There was a time when protruding bellies were embraced as a part of the magic of birth. Today, this pregnant woman only eats 20 bananas a day She says, “I’ll let the haters slip on my trail of banana skins.” That sounds unpleasant, but also necessary if it’s the cost of hating on her. She isn’t the only pregnant lady who aims to stay skinny. There is a Spanx for pregnant bellies, which is now being hailed as a pregnancy “must have.”
Here are some things I would assume are pregnancy must-haves: a body pillow, TUMS, Sensodyne toothpaste, vitamins, good medical care, and comfortable shoes. So on the list of must-haves, Spanx would either be last or would inaugurate the “must avoid” list. I say this not only because “Mama Spanx” — as they’re called — make it look like there’s an alien emerging from a lady’s crotch, but also because studies have shown that shaping underwear on pregnant women can negatively affect both the fetus and the mother’s wellbeing.
The fetus argument is a bit of a stretch, but still viable. Doctors affirm that babies are so safely ensconced in the womb that pressure from shaping underwear is largely inconsequential, but experts at the National Childbirth Trust — UK’s largest parenting charity — are a bit more hesitant. Policy adviser Elizabeth Duff told The Daily Mail, “It is important not to restrict blood flow anywhere in the body during pregnancy, as the growing baby needs the oxygen that is supplied through the increased blood volume in expectant women.”
While the science may be a bit tenuous for shapewear’s negative effects on babies, it’s much stronger for the negative effects on mothers. For one, as all women who have ever worn Spanx know, you sometimes can’t distinguish whether you need to pee or the Spanx is just doing its job. Unfortunately for pregnant-slim-seekers, a garment that restricts a woman’s understanding of her body is bad. It could lead to urinary tract infections and other unappealing things no one wants to deal with when pregnant. Second, and more insidious, is the issue of “muscle wastage.” According to a London-based physiotherapist Sammy Margo also told The Mail, pregnant women’s muscle tissue will weaken if they wear Mama Spanx every day of their pregnancy, all the while relying on the Spanx for muscle control in their nether-regions. Then, once the baby is born and the Spanx are off, there’s a much greater chance that the women, with their lower muscle control, will hurt themselves while lifting their new bundle of joy and weight.

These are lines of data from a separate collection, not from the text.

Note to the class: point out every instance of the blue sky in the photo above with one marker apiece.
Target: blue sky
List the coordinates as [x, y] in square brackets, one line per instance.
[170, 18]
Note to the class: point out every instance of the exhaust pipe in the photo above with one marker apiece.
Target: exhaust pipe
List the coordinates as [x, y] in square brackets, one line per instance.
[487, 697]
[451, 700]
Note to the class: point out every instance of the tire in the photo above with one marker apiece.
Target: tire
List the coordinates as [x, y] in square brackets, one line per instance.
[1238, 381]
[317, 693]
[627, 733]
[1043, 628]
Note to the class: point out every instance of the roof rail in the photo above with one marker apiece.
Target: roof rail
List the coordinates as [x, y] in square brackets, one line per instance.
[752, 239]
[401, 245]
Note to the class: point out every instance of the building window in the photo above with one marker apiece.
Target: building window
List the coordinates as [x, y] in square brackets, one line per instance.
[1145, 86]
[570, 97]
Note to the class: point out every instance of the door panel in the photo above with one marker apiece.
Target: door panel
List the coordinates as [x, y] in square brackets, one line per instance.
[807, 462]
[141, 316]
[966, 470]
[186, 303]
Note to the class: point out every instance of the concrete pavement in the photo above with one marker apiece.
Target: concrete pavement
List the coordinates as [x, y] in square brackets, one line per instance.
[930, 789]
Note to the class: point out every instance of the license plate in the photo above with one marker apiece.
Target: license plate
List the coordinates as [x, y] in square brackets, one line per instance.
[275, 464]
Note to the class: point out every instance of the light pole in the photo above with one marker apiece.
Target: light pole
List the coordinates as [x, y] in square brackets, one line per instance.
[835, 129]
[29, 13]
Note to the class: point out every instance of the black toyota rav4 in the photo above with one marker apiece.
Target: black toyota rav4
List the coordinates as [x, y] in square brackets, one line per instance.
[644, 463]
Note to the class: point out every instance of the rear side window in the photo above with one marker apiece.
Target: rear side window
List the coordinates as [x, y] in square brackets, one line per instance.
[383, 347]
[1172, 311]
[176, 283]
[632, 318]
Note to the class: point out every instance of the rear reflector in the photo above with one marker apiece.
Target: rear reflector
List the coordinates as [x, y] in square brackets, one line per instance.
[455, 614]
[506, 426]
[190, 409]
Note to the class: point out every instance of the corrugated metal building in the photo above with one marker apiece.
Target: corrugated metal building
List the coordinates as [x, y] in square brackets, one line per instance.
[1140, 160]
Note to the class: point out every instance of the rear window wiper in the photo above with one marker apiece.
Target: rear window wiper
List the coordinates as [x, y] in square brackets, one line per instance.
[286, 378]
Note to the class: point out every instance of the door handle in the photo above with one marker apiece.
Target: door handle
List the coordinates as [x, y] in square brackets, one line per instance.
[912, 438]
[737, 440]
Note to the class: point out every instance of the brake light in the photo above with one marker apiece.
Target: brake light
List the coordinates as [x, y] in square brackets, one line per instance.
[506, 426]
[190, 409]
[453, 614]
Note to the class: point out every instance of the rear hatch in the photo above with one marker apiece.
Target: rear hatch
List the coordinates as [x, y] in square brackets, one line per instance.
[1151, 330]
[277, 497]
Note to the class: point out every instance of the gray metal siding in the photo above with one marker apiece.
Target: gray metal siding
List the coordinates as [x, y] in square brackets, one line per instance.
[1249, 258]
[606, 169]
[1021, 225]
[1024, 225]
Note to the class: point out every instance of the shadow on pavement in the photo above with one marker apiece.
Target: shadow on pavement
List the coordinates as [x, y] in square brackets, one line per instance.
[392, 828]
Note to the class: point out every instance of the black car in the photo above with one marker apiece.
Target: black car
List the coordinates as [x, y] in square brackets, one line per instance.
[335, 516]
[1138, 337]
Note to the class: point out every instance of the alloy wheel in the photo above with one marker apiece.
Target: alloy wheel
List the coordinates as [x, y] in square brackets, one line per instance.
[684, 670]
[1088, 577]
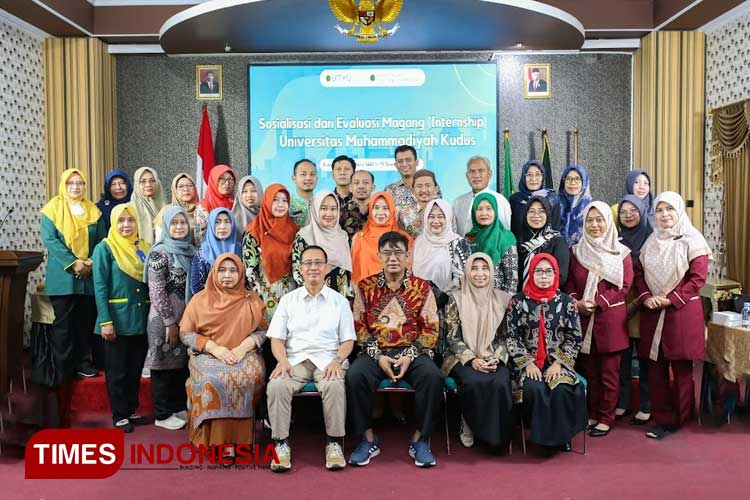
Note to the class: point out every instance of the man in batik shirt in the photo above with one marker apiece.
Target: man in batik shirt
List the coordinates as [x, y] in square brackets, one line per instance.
[396, 319]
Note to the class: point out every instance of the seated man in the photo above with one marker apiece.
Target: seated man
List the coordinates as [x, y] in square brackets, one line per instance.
[312, 333]
[396, 318]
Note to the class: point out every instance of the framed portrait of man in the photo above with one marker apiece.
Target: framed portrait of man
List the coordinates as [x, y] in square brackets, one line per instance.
[538, 81]
[208, 82]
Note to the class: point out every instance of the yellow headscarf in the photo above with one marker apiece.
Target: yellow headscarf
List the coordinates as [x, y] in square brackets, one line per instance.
[74, 228]
[129, 251]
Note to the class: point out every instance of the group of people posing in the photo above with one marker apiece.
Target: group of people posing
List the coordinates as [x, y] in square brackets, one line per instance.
[535, 302]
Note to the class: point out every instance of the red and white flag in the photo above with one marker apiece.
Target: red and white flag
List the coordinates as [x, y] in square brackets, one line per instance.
[205, 154]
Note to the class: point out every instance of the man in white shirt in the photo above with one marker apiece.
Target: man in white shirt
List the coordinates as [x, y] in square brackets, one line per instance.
[312, 333]
[478, 173]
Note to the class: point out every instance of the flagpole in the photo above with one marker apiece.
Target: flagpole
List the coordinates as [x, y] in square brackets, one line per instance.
[546, 161]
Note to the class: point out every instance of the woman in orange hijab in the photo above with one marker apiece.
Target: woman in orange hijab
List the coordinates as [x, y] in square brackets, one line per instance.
[267, 248]
[224, 329]
[219, 193]
[381, 219]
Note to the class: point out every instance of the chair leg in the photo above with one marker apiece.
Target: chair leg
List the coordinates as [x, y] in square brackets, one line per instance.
[584, 442]
[697, 386]
[445, 418]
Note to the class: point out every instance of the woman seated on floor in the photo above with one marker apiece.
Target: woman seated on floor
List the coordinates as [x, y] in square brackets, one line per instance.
[223, 327]
[476, 356]
[544, 337]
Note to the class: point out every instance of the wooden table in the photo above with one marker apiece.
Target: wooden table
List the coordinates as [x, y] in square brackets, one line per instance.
[728, 348]
[720, 289]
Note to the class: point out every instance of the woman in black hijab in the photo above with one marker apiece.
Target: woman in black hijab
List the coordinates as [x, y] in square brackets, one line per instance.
[633, 218]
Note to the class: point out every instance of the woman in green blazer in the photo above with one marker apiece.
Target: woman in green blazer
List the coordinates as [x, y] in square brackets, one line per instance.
[122, 305]
[71, 226]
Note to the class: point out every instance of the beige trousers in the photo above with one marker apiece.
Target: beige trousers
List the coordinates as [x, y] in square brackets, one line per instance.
[281, 391]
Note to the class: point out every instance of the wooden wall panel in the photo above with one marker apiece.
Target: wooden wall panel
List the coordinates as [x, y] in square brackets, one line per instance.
[669, 114]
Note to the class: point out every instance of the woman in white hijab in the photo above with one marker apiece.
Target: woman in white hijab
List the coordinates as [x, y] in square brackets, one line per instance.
[674, 261]
[600, 275]
[246, 203]
[477, 356]
[148, 200]
[323, 229]
[435, 247]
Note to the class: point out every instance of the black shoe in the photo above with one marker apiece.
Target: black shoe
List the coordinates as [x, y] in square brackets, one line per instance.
[639, 421]
[660, 432]
[136, 419]
[125, 424]
[86, 371]
[599, 432]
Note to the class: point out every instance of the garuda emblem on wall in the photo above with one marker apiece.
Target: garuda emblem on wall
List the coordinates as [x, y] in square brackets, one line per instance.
[366, 18]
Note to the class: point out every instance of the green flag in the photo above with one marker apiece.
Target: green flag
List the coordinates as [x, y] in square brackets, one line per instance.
[546, 162]
[508, 175]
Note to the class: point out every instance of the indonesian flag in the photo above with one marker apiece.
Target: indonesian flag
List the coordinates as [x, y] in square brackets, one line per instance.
[205, 154]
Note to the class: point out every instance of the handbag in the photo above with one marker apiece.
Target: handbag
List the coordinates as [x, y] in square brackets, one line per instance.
[42, 364]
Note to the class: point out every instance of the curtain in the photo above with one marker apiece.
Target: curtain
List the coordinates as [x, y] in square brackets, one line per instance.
[80, 111]
[730, 167]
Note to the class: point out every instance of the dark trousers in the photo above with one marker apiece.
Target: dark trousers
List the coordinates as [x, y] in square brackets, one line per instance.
[363, 378]
[626, 380]
[486, 402]
[603, 375]
[72, 333]
[168, 392]
[124, 362]
[671, 406]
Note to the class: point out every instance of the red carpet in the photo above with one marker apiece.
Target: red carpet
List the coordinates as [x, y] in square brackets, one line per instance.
[90, 396]
[697, 463]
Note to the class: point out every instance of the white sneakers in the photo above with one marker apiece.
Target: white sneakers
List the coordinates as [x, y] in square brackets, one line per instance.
[284, 454]
[334, 456]
[466, 436]
[172, 423]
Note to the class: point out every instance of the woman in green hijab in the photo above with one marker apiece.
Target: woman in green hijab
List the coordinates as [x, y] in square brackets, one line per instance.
[488, 235]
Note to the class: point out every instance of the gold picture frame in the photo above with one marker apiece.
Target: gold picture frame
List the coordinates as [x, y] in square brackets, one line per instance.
[542, 73]
[208, 87]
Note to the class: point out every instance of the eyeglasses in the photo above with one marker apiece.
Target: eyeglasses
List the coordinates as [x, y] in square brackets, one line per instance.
[399, 254]
[544, 272]
[307, 264]
[597, 220]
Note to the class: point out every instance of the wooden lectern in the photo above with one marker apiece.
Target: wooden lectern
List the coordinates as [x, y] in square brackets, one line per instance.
[15, 267]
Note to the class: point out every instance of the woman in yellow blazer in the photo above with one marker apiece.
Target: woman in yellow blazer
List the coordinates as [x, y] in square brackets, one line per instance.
[122, 304]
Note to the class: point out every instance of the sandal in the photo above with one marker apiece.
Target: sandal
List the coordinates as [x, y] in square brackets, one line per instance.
[639, 421]
[660, 432]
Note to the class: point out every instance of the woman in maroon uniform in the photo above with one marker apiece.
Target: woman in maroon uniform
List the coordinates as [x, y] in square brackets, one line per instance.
[675, 264]
[600, 275]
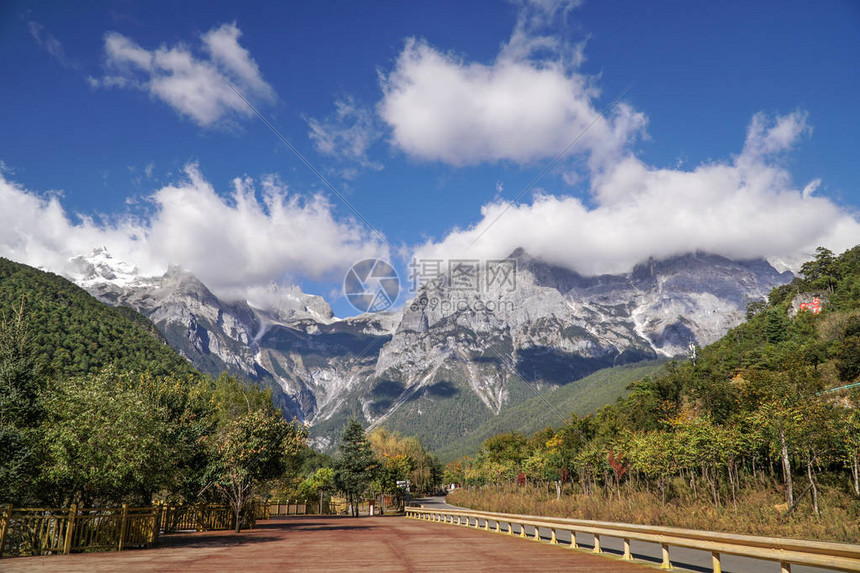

Pregnancy is natural and beautiful, sure, but the majority of pregnant women do not resemble the 20-bananas-diet-lady. With or without Spanx, pregnant bellies will always look pregnant because there is a baby living inside. Our cultural obsession with “the baby bump” has to stop. Poring over pictures of naked bellied celebrities on magazines is weird at best and gross at worst. Meanwhile, sales of Mama Spanx are soaring. This might be an uphill battle. That’s right, hill — the same general shape a pregnant belly should be. Not an odd, oversized acorn.